Libéré mercredi, l’homme a bien sûr conservé son goût pour le combat. Même s’il arborait un grand sourire en compagnie de ses proches, il ne pouvait s’empêcher de penser aux prisonniers de conscience qui restent sous les verrous malgré les annonces officielles. «Je ne suis pas content du tout car aucun des 14 prétendus prisonniers politiques, mes amis à la prison de Myitkyina ne figurent pas parmi ceux qui sont libérés aujourd'hui. Je serai heureux et je remercierai le gouvernement quand tous mes amis seront libérés», a-t-il déclaré, à sa sortie. Interrogé sur un message qu'il voudrait délivrer au président Thein Sein, qui avait annoncé mardi cette amnistie de plus de 6300 détenus – 300 seulement ont été immédiatement libérés -, il a répondu: «Je voudrais lui demander pourquoi il est si pingre. Il reste encore beaucoup de gens en prison qui doivent être libérés.»

Dans un entretien accordé au journal «The Irrawaddy», l’activiste revient sur sa vie de prisonnier. «Les conditions d'incarcération étaient moins mauvaises que durant les années 1990, lorsque j'avais été détenu pour la première fois. Je n'ai pas été torturé, et les responsables ne nous ont pas non plus insultés. Mais nous n'avons jamais reçu la visite du CICR (Comité International de la Croix Rouge)», a expliqué ce libre penseur. «Lorsqu'ils m'ont annoncé que je serais libéré, j'ai demandé en blaguant si cela voulait dire que mon âme serait libérée de mon corps», a-t-il ajouté avec humour. Et Zarganar d’annoncer qu’il continuerait à se battre pour l’établissement d’une vraie démocratie en Birmanie. «Tant que le système en vigueur ne sera pas une véritable démocratie, je continuerai à faire à la fois de la politique et de l'art», a-t-il confirmé, avant de démontrer qu’il n’était pas dupe du petit jeu des autorités birmanes.
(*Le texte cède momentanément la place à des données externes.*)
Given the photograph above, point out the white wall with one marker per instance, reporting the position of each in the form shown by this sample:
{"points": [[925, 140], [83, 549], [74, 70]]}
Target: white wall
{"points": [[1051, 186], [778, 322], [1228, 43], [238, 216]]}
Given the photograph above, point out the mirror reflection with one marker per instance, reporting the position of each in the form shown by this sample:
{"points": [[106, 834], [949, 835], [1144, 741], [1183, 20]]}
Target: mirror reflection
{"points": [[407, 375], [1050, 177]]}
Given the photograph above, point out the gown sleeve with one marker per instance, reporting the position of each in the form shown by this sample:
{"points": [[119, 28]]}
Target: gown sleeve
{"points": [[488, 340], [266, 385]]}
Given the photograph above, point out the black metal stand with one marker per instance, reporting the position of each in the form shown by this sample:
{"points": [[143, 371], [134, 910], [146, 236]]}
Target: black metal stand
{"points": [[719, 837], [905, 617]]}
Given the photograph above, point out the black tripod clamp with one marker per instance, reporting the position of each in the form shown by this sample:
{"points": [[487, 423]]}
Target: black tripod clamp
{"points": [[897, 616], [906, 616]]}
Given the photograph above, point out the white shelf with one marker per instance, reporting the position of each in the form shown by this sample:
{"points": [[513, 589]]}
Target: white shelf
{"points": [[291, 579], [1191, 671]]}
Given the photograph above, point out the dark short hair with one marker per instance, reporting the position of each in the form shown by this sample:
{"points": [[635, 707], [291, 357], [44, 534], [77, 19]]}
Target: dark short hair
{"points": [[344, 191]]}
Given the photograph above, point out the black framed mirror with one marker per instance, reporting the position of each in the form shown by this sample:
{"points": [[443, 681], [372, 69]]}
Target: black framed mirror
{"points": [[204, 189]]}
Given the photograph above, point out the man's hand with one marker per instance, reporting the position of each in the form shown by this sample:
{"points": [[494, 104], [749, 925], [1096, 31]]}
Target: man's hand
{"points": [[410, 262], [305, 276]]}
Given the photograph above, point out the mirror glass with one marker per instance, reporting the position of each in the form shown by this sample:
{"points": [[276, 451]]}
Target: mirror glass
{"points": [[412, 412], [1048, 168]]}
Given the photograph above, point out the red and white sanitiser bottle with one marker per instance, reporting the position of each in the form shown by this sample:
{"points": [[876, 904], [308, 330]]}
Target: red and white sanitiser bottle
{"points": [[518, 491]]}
Si l’opposante Aung San Suu Kyi a exprimé sa «reconnaissance» envers le gouvernement de Thein Sein, les prochains mois s’annoncent déterminants pour la suite de l’évolution démocratique du pays. Le pouvoir birman cherche à convaincre l'Association des Nations du Sud-Est asiatique (Asean), dont elle est membre, de lui confier la présidence tournante de l'organisation en 2014, avec deux ans d'avance sur le calendrier prévu, et ainsi se racheter une image sur la scène internationale, sans pour autant ouvrir la porte à une véritable démocratie. Plus de 2000 opposants birmans demeurent emprisonnés, dont le leader des manifestations de 2007, le moine bouddhiste Shin Gambira. Dans un premier temps, des milieux de l'opposition avaient annoncé la remise en liberté du chef de file de l'Alliance des moines birmans lors du mouvement de contestation réprimé dans le sang en septembre 2007. Par la suite, Aye Myint, avocat des dissidents, a déclaré à Reuters qu'après de nouvelles vérifications à la prison de Kalay, l'intéressé demeurait incarcéré dans cet établissement pour détenus politiques où il purge une peine de 68 ans de réclusion criminelle.